Em tempos remotos, os navegantes guiavam-se pelas estrelas, particularmente por uma, cuja presença norteava-lhes o caminho durante a noite, de maneira que na imensidade do oceano aqueles barquinhos não tinham outro rumo senão olhar para ela. Nossa Senhora, na terrível navegação da vida, é nossa Estrela do mar.

…eu me refugio perto de Vós. Se estais perto de mim, minha gloriosa Senhora, quem será contra mim?

Portanto, se nos refugiamos junto a Nossa Senhora e nos colocamos sob o manto de sua proteção, o demônio nada poderá contra nós.

E se concedeis vossa graça, quem a poderá recusar?

Ora, Ela sempre concede graças; trata-se de nunca as rejeitarmos.

“Dizei-me que Vós sois minha Mãe!”

Estendei, pois, vossos braços sobre minha cabeça, para que eu me refugie sob sua sombra.

Que gesto, que intimidade bonita! Pedir a Nossa Senhora que estenda as mãos d’Ela sobre minha fronte exausta, cansada, preocupada, sofredora e isto bastará.

Dizei à minha alma: “Eu sou tua Advogada, nada temas. Como uma mãe consola seu filho, assim Eu te consolarei.”

É próprio à devoção mariana, ouvir essa palavra interior que Nossa Senhora comunica às almas de um modo misterioso. Não há alma verdadeiramente marial que não tenha sentido em si algo dessa moção interior. É a inconfundível voz d’Ela!

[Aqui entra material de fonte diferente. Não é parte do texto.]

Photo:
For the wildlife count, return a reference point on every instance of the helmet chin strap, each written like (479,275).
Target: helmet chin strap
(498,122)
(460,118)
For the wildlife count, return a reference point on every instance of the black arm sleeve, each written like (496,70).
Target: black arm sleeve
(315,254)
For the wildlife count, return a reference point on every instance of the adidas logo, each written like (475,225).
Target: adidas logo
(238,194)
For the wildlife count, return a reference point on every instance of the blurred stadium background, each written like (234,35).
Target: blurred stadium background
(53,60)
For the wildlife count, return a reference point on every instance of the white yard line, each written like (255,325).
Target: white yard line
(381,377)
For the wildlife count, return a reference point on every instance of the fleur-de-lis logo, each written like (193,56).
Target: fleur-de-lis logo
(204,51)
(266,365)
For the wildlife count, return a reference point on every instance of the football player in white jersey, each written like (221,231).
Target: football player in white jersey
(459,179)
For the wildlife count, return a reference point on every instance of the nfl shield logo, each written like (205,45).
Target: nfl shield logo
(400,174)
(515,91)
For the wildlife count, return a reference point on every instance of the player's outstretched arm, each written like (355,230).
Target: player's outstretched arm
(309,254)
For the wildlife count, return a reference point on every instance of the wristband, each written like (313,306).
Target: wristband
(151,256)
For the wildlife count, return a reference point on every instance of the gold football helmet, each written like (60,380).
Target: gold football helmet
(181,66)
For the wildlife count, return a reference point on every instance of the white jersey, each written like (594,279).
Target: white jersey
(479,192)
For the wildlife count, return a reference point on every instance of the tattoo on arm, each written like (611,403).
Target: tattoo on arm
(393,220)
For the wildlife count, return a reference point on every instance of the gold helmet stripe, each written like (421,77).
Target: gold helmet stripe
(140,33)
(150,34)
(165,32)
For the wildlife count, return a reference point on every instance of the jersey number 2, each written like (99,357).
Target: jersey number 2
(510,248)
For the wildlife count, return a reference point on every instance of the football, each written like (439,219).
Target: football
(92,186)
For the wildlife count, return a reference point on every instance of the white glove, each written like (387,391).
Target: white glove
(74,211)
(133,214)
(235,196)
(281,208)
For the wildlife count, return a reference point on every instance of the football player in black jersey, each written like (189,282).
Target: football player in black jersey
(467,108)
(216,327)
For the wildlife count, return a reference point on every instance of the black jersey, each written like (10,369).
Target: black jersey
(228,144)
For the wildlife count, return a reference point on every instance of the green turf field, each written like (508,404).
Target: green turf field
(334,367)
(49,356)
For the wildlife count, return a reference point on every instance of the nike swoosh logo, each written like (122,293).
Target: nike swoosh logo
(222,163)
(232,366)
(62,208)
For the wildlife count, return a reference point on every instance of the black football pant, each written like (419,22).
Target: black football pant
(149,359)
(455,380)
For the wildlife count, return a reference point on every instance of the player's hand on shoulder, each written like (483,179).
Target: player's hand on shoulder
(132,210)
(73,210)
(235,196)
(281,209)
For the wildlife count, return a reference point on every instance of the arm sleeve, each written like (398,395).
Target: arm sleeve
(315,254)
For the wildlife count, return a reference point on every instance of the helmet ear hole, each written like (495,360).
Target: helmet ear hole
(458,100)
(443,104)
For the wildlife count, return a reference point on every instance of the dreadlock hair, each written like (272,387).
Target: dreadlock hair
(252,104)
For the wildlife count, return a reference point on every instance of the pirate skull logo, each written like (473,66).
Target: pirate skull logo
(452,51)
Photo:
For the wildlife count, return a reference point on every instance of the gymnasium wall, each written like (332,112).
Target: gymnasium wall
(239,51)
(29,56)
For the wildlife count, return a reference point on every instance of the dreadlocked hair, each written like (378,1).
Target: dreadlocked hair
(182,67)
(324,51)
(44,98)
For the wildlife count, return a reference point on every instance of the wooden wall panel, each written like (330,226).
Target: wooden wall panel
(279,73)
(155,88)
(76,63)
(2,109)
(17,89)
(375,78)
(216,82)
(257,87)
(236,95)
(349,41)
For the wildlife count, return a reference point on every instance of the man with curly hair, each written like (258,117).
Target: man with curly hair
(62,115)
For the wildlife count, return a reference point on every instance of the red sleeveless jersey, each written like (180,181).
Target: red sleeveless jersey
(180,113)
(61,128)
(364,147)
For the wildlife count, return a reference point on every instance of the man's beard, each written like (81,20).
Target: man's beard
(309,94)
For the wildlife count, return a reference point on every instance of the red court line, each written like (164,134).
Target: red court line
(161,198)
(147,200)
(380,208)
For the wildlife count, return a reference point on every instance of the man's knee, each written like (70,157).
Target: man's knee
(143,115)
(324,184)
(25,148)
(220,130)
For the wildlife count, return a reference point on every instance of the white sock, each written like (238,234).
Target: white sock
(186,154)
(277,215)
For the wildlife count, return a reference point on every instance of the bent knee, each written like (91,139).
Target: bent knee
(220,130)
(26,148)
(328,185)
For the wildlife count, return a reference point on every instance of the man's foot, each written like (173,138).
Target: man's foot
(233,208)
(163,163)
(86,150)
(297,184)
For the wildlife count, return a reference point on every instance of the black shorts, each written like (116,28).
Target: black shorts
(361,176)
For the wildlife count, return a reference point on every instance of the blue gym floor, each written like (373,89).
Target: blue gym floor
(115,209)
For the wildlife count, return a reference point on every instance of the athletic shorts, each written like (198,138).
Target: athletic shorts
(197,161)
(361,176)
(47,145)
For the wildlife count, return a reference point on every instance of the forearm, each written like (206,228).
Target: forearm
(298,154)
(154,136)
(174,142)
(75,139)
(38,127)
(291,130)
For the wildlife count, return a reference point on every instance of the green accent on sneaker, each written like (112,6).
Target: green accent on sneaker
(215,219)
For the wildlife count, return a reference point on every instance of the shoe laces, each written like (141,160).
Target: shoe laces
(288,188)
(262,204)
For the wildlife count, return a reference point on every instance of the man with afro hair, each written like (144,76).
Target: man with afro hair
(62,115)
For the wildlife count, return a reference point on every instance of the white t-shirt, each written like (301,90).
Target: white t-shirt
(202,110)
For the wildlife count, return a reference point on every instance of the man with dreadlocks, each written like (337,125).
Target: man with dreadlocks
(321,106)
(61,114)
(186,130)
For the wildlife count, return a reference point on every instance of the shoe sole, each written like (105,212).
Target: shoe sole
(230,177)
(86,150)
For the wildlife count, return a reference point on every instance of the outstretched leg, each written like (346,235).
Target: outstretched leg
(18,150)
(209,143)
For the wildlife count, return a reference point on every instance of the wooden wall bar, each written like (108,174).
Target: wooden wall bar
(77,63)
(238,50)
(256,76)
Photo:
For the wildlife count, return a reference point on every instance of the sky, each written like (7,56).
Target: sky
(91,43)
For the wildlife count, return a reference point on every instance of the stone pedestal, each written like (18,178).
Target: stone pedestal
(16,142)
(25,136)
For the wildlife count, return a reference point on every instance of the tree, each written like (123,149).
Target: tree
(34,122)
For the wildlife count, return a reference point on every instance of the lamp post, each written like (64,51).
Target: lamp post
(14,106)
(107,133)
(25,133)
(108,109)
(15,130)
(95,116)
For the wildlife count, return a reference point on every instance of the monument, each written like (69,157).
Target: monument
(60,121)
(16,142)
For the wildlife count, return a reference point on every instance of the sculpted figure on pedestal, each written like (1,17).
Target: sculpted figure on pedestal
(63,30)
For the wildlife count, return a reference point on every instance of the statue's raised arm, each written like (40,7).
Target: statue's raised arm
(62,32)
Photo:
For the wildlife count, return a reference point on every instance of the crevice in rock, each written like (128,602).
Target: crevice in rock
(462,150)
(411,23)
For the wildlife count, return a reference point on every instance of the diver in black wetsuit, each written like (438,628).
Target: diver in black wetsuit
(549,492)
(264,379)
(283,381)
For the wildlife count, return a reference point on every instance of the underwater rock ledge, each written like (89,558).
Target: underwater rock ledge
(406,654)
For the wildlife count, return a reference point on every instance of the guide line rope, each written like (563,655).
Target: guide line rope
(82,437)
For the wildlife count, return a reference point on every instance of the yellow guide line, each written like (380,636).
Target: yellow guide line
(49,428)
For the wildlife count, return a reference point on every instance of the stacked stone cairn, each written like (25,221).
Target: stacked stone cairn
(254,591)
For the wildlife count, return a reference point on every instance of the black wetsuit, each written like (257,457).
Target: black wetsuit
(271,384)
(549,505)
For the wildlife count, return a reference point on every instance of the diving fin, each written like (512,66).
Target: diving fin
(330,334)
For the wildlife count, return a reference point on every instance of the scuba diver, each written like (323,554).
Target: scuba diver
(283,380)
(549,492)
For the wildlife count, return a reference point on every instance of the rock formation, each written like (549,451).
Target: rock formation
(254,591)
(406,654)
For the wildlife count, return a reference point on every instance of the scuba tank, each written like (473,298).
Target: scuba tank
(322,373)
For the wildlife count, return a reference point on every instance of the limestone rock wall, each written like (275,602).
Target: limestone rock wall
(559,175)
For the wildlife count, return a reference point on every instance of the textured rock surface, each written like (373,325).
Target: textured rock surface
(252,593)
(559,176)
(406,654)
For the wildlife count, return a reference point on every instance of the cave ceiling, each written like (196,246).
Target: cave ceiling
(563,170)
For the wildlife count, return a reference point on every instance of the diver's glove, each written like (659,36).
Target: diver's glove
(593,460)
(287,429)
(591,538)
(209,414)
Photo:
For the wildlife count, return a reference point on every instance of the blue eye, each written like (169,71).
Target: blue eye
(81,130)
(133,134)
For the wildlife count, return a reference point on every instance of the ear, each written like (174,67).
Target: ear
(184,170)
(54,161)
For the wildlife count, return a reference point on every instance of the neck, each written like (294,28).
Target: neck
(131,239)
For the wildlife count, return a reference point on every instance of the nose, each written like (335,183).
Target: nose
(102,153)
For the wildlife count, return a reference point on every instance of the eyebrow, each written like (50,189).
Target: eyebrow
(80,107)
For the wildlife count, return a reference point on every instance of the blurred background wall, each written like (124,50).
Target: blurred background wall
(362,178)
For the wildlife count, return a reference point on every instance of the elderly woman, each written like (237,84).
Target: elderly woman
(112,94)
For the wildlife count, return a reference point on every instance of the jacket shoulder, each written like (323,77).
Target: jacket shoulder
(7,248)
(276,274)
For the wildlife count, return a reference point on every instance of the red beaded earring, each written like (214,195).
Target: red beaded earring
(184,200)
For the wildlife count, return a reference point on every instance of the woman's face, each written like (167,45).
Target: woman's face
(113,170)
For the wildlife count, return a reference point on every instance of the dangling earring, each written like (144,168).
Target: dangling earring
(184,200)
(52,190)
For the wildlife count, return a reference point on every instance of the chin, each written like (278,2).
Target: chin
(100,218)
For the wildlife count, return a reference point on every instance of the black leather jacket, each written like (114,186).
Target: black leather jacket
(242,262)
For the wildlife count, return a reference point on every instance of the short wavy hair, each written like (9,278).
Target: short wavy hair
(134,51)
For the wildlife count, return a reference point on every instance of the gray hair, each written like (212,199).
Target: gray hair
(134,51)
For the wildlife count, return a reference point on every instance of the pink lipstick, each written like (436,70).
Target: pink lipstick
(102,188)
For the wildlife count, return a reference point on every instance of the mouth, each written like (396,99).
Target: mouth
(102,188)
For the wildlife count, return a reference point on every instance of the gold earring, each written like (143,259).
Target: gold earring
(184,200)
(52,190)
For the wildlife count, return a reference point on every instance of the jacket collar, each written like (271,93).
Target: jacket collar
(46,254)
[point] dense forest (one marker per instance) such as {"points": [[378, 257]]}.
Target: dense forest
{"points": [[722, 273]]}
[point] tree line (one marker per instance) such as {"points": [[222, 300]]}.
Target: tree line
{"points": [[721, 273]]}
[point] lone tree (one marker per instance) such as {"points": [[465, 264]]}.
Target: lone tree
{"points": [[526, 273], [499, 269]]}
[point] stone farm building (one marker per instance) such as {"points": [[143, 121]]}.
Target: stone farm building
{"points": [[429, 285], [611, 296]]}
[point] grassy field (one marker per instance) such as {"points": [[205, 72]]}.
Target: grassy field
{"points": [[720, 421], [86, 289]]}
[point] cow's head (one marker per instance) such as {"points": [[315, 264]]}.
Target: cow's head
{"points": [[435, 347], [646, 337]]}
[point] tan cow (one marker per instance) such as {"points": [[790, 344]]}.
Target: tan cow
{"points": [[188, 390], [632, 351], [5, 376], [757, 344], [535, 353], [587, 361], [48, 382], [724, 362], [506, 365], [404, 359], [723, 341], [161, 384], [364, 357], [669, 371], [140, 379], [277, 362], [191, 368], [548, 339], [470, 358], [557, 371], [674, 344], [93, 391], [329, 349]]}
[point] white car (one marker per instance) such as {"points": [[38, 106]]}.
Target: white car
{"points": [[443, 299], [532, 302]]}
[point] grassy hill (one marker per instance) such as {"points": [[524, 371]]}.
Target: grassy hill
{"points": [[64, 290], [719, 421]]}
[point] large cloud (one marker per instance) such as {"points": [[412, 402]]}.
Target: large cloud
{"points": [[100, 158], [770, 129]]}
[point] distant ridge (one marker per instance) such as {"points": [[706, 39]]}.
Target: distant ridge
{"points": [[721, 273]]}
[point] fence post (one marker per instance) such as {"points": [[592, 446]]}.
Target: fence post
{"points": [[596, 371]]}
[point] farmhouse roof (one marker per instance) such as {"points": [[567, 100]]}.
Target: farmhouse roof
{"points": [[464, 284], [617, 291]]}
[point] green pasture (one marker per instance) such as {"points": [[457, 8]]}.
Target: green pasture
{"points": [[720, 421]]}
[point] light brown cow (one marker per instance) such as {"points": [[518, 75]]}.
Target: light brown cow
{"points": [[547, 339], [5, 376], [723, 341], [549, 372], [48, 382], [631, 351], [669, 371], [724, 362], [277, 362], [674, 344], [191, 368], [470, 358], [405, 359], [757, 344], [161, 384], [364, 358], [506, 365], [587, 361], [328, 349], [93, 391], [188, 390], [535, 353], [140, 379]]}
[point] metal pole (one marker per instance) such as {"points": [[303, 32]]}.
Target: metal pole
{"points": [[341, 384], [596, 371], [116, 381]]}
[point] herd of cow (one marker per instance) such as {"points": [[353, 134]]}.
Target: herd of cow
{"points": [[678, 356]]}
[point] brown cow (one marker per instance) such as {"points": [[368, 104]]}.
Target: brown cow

Então, o pedido: “Por esta voz misteriosa que não atinge os ouvidos, mas enche a alma, dizei-me que Vós sois minha Mãe e só então serei tranquilizado!”

É uma súplica ardente, filial, magnífica e respeitosa à Santíssima Virgem.

(Extraído de conferência 25/5/1968)

1) Imitação de Maria. Livro VI, cap. II.